Birds seem to be particularly at risk in the vicinity of cities, but the animals also come into contact with the toxins in habitats that are far from humans.
The problem is exacerbated by the mouse plague that occurred in several federal states and which farmers had to contend with in 2020.
Federal Agriculture Minister Julia Klöckner had therefore called for more poison to be used against the mice.
The research team examined a total of 186 birds of prey that died between 1996 and 2018: red kites, hawks, sparrowhawks, sea eagles and ospreys.
"We found rodenticide residues in the liver tissue of more than 80 percent of the hawks and red kites examined," says IZW researcher Alexander Badry.
In 18 percent of the hawks and 14 percent of the red kites, the measured dose exceeded the threshold value for acute poisoning.
Presumably this contributes to the decline in the red kite populations in Germany.
“Red kites in particular like to collect dead rodents and thus come into contact with the poison quickly,” explains Oliver Krone, also from Leibniz-IZW.
In the case of sea eagles, the researchers found the rodent poisons in almost 40 percent of the samples in lower concentrations, in sparrow fish and osprey the accumulation was low or zero.
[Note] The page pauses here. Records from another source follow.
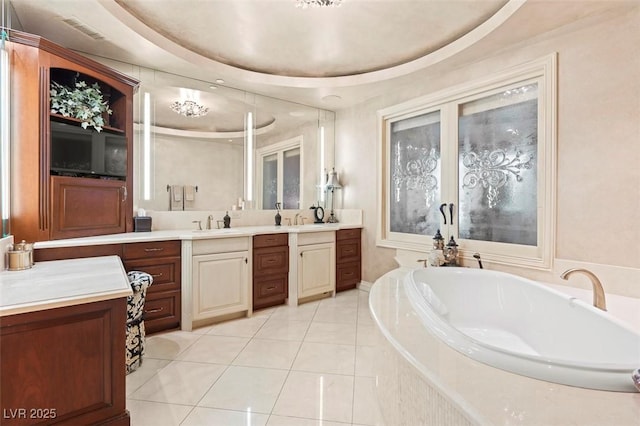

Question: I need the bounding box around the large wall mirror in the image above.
[98,58,335,211]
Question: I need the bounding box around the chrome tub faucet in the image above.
[560,268,607,311]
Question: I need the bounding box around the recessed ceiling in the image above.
[10,0,637,110]
[116,0,507,77]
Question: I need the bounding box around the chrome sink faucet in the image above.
[560,268,607,311]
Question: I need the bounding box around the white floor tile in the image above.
[127,399,193,426]
[291,342,356,375]
[177,334,249,364]
[233,338,301,370]
[198,366,288,414]
[304,321,356,345]
[207,316,269,337]
[356,321,384,346]
[273,371,354,423]
[144,331,202,359]
[353,377,384,426]
[127,357,171,396]
[271,302,318,321]
[130,361,227,405]
[267,415,351,426]
[255,318,311,342]
[181,407,269,426]
[313,304,358,324]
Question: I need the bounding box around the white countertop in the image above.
[34,223,362,249]
[0,256,132,317]
[369,268,640,426]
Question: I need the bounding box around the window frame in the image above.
[376,53,557,270]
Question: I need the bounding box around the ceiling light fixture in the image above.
[169,100,209,118]
[169,88,209,118]
[296,0,342,9]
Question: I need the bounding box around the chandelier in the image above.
[296,0,342,9]
[169,100,209,118]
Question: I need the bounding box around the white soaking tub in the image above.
[404,268,640,392]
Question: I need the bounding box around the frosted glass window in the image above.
[282,148,300,209]
[262,154,278,209]
[389,111,441,235]
[458,84,538,246]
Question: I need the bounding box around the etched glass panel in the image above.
[282,148,301,209]
[458,84,538,246]
[389,111,441,235]
[262,154,278,209]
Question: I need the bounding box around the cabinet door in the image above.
[51,176,127,240]
[193,251,249,320]
[298,243,336,298]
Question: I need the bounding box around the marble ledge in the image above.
[0,256,132,317]
[34,223,362,249]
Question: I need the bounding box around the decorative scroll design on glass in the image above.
[388,111,442,235]
[461,149,534,209]
[458,84,538,246]
[391,146,440,208]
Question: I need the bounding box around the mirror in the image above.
[119,62,335,210]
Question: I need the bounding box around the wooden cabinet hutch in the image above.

Other chemicals that humans use in everyday life have also been detected in the birds, such as medicines and pesticides.
The birds' blood clotting is impaired
Even if the anticoagulants did not necessarily lead to the immediate death of the animals, they impaired blood clotting in the birds, explain the researchers.
Then it is enough if the birds of prey landed harder or pushed each other to cause severe internal bleeding.
The animals could eventually die from that.
In the case of birds of prey that live close to cities, the risk of poison accumulation increases: It is more likely for a bird of prey to be exposed to rodenticides in the vicinity of cities, but this does not automatically mean that these substances accumulate more, the researchers explain.
Rather, the decisive factor is whether a bird feeds on carrion or on prey that has direct access to poisonous bait.
The scientists summarize that poisoning by rodenticides is an important cause of death.
The sources of the toxins and their distribution along the food chain would need to be reassessed for secondary poisoning and potential toxicity.
The evidence of poisons in sea eagles shows that the distribution in the environment must also be better investigated.
White-tailed eagles usually do not eat rodents that are supposed to be eliminated with the poisons laid out, but they still enrich the substances.